Sua obtenção é realmente difícil, já que os vampiros, ao ser criaturas sem vida no sentido que a entendemos, com corpos mortos, ou mais corretamente, escassos, não posuem circulação sanguínea na maioría das ocasiões. Cortes ou feridas não fazem brotar uma só gota de sangue. Só quando se veêm angustiados por uma emoção intensa, a magia do vampiro provoca uma especie de resurreição dos tecidos, e com ele a fluidez e possivel obtenção do sangue. Também existe uma ligeira circulação quando se alimentam, mas o sangue, ao ser em sua maior parte o da vítima, é muito menos potente.--
Por isso o diretor lhe havia dado aquela toalha para Malfoy, para recolher suas lágrimas... Se Snape se enterava um desmaio de cobiça, seguramente.
-- Mesmo que é um fato confirmado que os vampiros podem criar novos vampiros a partir de humanos (mesmo que ligeiramente menos poderosos que os vampiros de puro sangue), além de ter descendencia entre eles, são criaturas muito reservadas, e dado o raro dessas ocasiões e o privadamente que se pratica, não se conhece o método utilizado para o primeiro caso, tãopouco sobre o segundo. Contudo, se sabe que é tremendamente petigoso para ambos, vampiro e humano, já que algumas vezes se tenho achado ambos corpos jacendo numa poça de sangue, e por isso se supõe que intervem este fluído de um modo ou ootro. Na mitologia trouxa,--
Outro páragrafo sobre o estereotipo cultural da criação de um novo vampiro na sociedade não mágica, que Harry pulou sem pensar duas vezes: inclusive vivendo debaixo de uma escada havia ouvido historias, e assistido algum filme onde saiam atores mau maquiados e vestidos com capas negras e forro vermelho.
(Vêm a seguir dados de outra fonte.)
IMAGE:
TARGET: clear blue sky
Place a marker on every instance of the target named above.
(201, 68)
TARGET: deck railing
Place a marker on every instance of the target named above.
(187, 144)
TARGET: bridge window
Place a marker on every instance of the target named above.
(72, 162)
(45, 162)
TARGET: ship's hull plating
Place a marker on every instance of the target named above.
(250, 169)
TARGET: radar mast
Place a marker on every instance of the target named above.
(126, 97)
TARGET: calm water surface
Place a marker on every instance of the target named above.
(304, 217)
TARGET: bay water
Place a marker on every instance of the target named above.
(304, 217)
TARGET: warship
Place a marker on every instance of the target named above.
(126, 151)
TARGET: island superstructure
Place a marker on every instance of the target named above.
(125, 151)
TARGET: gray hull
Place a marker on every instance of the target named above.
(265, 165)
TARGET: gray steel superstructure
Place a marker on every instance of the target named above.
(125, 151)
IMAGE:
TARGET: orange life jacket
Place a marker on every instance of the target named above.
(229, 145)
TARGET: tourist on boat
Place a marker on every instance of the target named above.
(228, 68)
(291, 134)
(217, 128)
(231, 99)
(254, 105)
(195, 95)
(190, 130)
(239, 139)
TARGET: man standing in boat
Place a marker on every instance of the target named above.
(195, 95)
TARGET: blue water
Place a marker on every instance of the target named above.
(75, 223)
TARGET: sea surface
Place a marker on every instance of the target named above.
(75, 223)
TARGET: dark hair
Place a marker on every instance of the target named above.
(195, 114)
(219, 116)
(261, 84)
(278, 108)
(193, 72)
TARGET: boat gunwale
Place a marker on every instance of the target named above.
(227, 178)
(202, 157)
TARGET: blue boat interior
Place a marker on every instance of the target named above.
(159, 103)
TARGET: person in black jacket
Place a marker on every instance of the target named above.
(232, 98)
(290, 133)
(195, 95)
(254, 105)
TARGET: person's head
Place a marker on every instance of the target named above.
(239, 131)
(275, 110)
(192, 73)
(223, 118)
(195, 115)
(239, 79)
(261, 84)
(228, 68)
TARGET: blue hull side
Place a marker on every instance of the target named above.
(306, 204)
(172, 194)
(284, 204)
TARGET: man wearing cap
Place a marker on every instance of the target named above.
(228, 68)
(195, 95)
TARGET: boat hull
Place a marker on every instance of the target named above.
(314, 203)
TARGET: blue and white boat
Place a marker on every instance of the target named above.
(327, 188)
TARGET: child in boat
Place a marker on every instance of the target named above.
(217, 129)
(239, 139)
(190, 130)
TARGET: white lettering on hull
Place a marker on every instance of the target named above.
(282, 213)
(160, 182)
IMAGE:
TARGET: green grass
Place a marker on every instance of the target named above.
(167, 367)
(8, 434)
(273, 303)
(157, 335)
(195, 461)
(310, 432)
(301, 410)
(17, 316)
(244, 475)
-- Um vampiro pode reproduzirsse com magos ou bruxas (não se conhece, porém, nenhum caso em que o parceiro fosse trouxa, e se pressupõe que a magia do casal tem muito que a ver nessas ocasiões), mesmo que é difícil e deve estar implicada uma profunda emoção como no caso da circulação sanguínea, e gerar descendentes, que serão básicamente humanos, mesmo que com algumas características herdadas do vampiro. Não é algo comum, mesmo que se tenha rumores que familias antigas de puro sangue tem algo de sangue de vampiro correndo por suas veias, mas não está confirmado por sua parte, temerosas da reputação de instaveis e cruéis destes individuos misturados.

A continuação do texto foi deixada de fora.